Depending on how well you like it, you can either credit or blame frontwoman Karen O for the more electronic, dance-oriented sound on the Yeah Yeah Yeahs' new album, "It's Blitz."

So says guitarist Nick Zinner, who butted heads with the vocalist and nearly split up the band during the making of their last record, 2006's "Show Your Bones."

"Karen didn't have much interest in revisiting the 'Fever to Tell' angst and violence style, just because she'd already done it," Zinner recalled by phone from his home last week -- doing his last bit of laundry before hitting the road for a tour that lands Saturday in Minneapolis at First Avenue.

"Fever to Tell" was the New York trio's 2003 debut record, a truly feverish, ferocious album that produced such gems as the roaring rocker "Date With the Night" and the pulsating hit "Maps" (now featured in the "Rock Band" video game). The follow-up record mellowed a bit, but not much, and its sameness apparently produced discontent within the band, which also features drummer Brian Chase (there's no bassist).

"It felt unnatural to Karen to approach things that way again," Zinner said. "That was how she was feeling, so the challenge was for Brian and I to kind of match where she was going."

Zinner said the band -- which formed around New York University in 2000 -- smoothed out its personal beefs during its 2006 tour and the making of the interim EP, "Is Is."

"It might sound trite, but it's true: Playing music together and getting the response from the crowd got us back to the true nature of what we're doing and why we're doing it," he said.

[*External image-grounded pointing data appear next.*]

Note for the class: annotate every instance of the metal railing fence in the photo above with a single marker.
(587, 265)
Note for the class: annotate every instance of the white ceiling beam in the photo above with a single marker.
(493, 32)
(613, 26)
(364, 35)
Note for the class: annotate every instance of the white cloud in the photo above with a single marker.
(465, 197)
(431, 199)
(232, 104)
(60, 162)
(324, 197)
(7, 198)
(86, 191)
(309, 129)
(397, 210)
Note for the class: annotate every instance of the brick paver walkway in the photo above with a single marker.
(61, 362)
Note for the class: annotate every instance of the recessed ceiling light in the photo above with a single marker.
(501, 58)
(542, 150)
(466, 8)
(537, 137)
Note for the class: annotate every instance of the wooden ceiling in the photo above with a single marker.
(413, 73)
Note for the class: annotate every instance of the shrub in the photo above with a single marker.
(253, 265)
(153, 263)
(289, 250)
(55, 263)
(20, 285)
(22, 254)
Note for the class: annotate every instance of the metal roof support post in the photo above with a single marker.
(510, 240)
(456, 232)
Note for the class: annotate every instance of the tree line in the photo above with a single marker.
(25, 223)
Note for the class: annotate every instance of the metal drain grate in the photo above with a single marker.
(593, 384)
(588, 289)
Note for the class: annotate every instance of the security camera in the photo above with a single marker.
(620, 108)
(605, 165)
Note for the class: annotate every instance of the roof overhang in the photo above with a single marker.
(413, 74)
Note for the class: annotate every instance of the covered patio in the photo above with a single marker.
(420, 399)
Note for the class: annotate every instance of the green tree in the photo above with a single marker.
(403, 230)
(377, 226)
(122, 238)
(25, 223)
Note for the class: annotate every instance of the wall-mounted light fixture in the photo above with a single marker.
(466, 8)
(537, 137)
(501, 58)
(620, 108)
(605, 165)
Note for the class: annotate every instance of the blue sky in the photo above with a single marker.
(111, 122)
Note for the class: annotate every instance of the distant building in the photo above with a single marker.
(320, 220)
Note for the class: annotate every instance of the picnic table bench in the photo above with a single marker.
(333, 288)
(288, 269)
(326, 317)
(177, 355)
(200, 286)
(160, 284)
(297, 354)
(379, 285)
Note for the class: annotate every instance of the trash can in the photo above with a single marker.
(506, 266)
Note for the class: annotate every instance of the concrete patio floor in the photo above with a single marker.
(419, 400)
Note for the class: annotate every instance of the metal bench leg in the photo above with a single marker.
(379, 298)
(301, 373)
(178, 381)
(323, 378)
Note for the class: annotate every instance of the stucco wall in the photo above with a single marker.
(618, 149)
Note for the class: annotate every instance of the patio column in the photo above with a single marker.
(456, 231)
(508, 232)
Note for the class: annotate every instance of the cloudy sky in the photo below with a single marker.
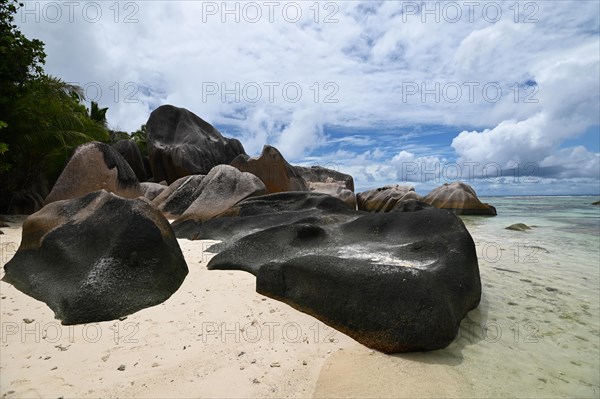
(502, 95)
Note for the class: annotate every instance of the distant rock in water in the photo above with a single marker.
(329, 181)
(223, 187)
(459, 198)
(319, 174)
(152, 190)
(273, 170)
(518, 227)
(395, 282)
(131, 152)
(388, 198)
(97, 257)
(180, 144)
(95, 166)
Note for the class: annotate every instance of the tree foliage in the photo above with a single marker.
(140, 137)
(42, 118)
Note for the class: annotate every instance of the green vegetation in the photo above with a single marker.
(42, 119)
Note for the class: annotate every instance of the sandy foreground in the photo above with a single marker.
(216, 337)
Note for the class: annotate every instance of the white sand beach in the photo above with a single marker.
(216, 337)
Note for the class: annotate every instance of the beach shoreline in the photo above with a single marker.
(216, 337)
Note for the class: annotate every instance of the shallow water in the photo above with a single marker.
(536, 332)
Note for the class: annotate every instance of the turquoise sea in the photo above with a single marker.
(536, 332)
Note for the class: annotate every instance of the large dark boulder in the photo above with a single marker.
(460, 198)
(131, 152)
(257, 213)
(273, 170)
(180, 143)
(97, 257)
(95, 166)
(396, 282)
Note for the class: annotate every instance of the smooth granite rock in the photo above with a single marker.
(97, 257)
(95, 166)
(180, 143)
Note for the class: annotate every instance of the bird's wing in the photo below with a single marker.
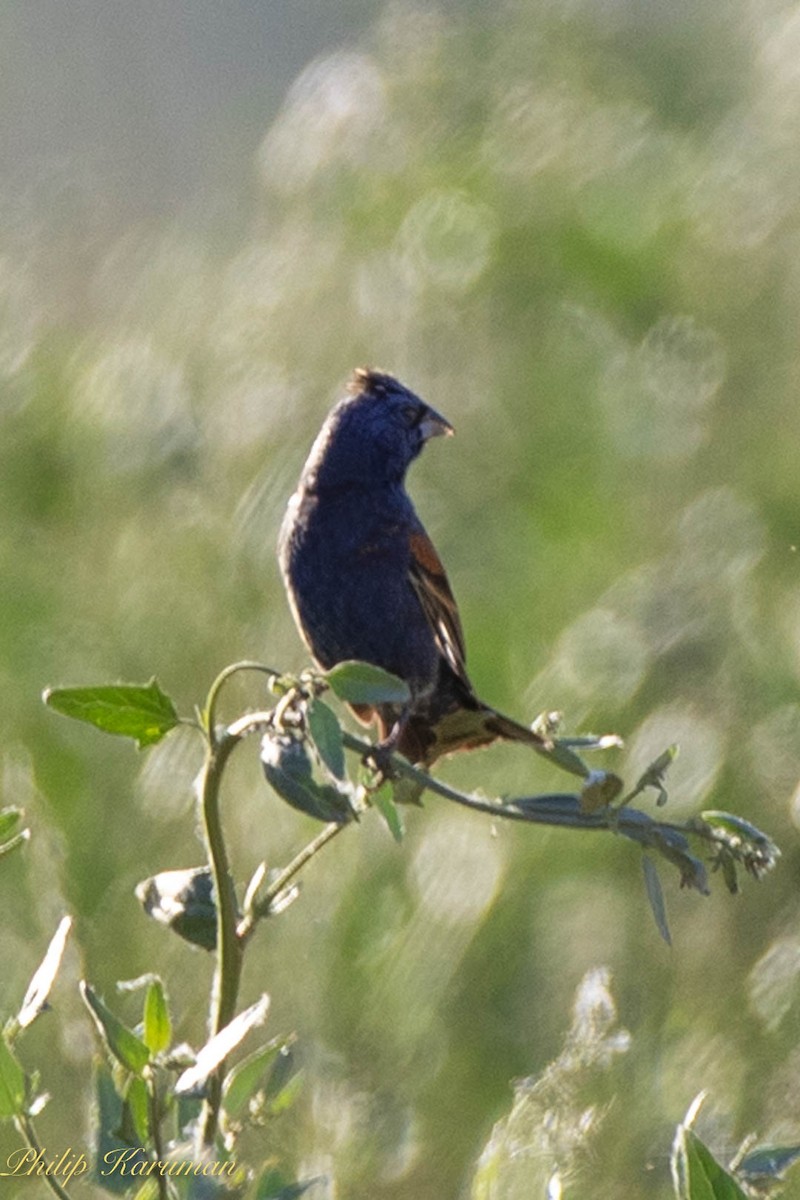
(429, 582)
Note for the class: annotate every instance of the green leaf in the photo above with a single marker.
(12, 1084)
(326, 735)
(14, 843)
(696, 1173)
(216, 1050)
(184, 901)
(362, 683)
(656, 898)
(10, 819)
(109, 1116)
(133, 711)
(767, 1163)
(385, 804)
(288, 771)
(137, 1102)
(157, 1026)
(601, 789)
(120, 1041)
(38, 989)
(246, 1077)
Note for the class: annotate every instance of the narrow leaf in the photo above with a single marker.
(184, 901)
(244, 1080)
(656, 897)
(695, 1170)
(14, 843)
(10, 819)
(326, 735)
(288, 771)
(362, 683)
(38, 989)
(385, 804)
(12, 1084)
(216, 1050)
(120, 1041)
(138, 1104)
(705, 1176)
(765, 1163)
(134, 711)
(157, 1026)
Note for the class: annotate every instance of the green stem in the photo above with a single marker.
(25, 1128)
(281, 881)
(155, 1132)
(229, 951)
(216, 687)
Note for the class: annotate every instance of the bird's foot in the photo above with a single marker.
(379, 757)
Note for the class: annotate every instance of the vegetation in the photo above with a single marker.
(575, 233)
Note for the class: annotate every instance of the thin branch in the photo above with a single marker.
(282, 881)
(228, 965)
(222, 678)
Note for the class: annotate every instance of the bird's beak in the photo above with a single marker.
(434, 425)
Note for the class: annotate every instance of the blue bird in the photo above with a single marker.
(364, 579)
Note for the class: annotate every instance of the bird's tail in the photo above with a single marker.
(464, 727)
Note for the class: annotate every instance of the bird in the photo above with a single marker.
(365, 581)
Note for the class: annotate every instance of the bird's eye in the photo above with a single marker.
(411, 415)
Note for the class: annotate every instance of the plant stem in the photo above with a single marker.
(229, 952)
(276, 887)
(216, 687)
(154, 1104)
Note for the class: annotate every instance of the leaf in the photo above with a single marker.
(600, 790)
(38, 989)
(10, 819)
(655, 774)
(14, 843)
(157, 1026)
(696, 1173)
(765, 1163)
(326, 735)
(134, 711)
(385, 804)
(656, 897)
(109, 1115)
(288, 771)
(184, 901)
(120, 1041)
(12, 1084)
(705, 1176)
(362, 683)
(216, 1050)
(244, 1080)
(137, 1102)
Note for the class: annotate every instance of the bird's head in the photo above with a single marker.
(373, 433)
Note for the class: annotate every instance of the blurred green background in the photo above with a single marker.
(575, 229)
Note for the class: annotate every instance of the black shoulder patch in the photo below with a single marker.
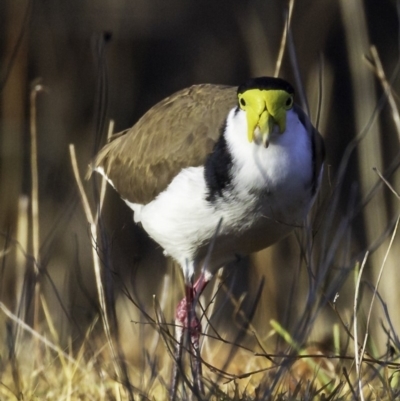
(217, 169)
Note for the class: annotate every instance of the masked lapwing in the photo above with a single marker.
(213, 172)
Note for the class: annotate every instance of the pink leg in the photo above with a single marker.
(186, 319)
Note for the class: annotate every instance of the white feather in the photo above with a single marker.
(272, 195)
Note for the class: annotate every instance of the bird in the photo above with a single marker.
(215, 172)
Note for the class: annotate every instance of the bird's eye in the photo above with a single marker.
(289, 102)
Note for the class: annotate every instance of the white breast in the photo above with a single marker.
(271, 195)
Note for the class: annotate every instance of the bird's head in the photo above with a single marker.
(265, 101)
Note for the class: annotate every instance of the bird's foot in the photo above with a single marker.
(187, 323)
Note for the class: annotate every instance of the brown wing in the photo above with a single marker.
(177, 132)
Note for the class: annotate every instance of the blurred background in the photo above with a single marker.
(101, 60)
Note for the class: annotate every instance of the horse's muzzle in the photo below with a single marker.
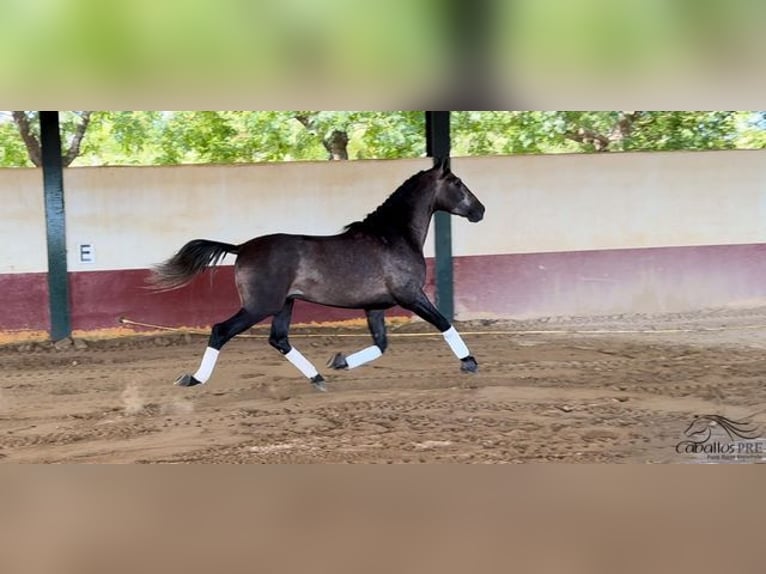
(476, 214)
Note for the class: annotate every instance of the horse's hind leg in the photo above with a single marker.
(280, 326)
(377, 324)
(423, 308)
(220, 334)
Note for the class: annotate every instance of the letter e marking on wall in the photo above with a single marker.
(86, 253)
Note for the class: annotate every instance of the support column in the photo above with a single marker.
(438, 147)
(53, 186)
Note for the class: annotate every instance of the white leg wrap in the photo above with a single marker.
(455, 342)
(207, 365)
(301, 363)
(364, 356)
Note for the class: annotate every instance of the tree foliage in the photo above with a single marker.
(162, 138)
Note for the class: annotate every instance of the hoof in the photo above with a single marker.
(338, 361)
(187, 381)
(318, 383)
(469, 365)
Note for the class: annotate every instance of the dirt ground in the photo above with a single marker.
(613, 389)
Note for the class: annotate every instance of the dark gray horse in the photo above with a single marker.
(373, 265)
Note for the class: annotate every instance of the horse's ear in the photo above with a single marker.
(443, 165)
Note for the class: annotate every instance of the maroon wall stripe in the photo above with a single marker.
(513, 285)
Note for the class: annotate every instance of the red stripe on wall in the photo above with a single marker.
(100, 298)
(665, 279)
(599, 282)
(24, 302)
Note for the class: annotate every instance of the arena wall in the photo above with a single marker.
(563, 235)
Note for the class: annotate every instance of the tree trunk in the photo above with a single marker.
(32, 143)
(337, 145)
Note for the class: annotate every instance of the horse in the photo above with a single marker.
(373, 264)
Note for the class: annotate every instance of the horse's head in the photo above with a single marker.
(453, 196)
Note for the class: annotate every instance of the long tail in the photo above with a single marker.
(192, 258)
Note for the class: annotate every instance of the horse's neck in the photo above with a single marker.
(420, 218)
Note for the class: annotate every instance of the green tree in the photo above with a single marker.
(152, 138)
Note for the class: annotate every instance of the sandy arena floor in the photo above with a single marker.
(619, 389)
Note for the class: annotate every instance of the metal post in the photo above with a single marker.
(438, 147)
(53, 186)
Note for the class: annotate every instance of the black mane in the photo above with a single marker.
(393, 215)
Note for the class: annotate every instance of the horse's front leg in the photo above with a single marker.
(419, 304)
(377, 324)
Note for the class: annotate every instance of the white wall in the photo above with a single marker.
(611, 201)
(136, 216)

"Then we made the EP, which was something we just did for the fun of it. We did that, and parted with our manager, so it was just like it was back to being the three of us playing in a band we love.

"After all that, it felt like we could do anything."

Hence the bold change-up on "It's Blitz," already one of the best-reviewed albums of 2009. It opens with Karen bellowing/beckoning, "Shake it, like a ladder up to the sun" in the whirring single "Zero." By disc's end, she and the boys provide ample cause to follow her instructions and storm the dance floor, from the New Order-meets-Blondie gem "Heads Will Roll" to the choppy and tribal "Dull Life."

The album also features some surprisingly elegant and pristine piano/synth ballads, including "Skeletons," which sounds as unnerving and edgy as the "Fever to Tell" material, despite the mellower style.

" 'Zero' and 'Skeletons' were the first two songs for this record written on keyboard, and that really shaped things to come," recalled Zinner, who also plays the keys. "Those songs came immediately and very easily, which is always a good sign. That's when we felt inspired to go in that direction."

Keeping a healthy distance

The band spread out the making of "It's Blitz" over one year and in several different locations. Some of the unlikely recording sites included a barn in rural Massachusetts and a ranch outside El Paso, Texas.

"We wanted to go to places where we could just isolate ourselves and try things and not have urban obligations," Zinner explained. "We experimented at the one in Massachusetts for a while, which was good but it was also during a blizzard totally cooped up. We started to go crazy. The place outside of El Paso, it was one of the most inspiring parts of the country I've ever been in, having all that open space and total concentration on doing music."

The Yeah Yeahs Yeahs themselves are now spread out across the country, with O living in Los Angeles for the past several years. The distance, Zinner said, is a good thing: "If we were in New York and always together in a practice space, this band would definitely be broken up."

They're getting along great, though, and he continues to marvel at how O -- one of rock's most vital, charismatic performers -- transforms herself when she hits the stage.

"The words 'night and day' come to mind," he said. "That's definitely true of a lot of performers who might seem extremely outgoing and gregarious on stage, and then offstage they're more shy and awkward people. That's definitely Karen."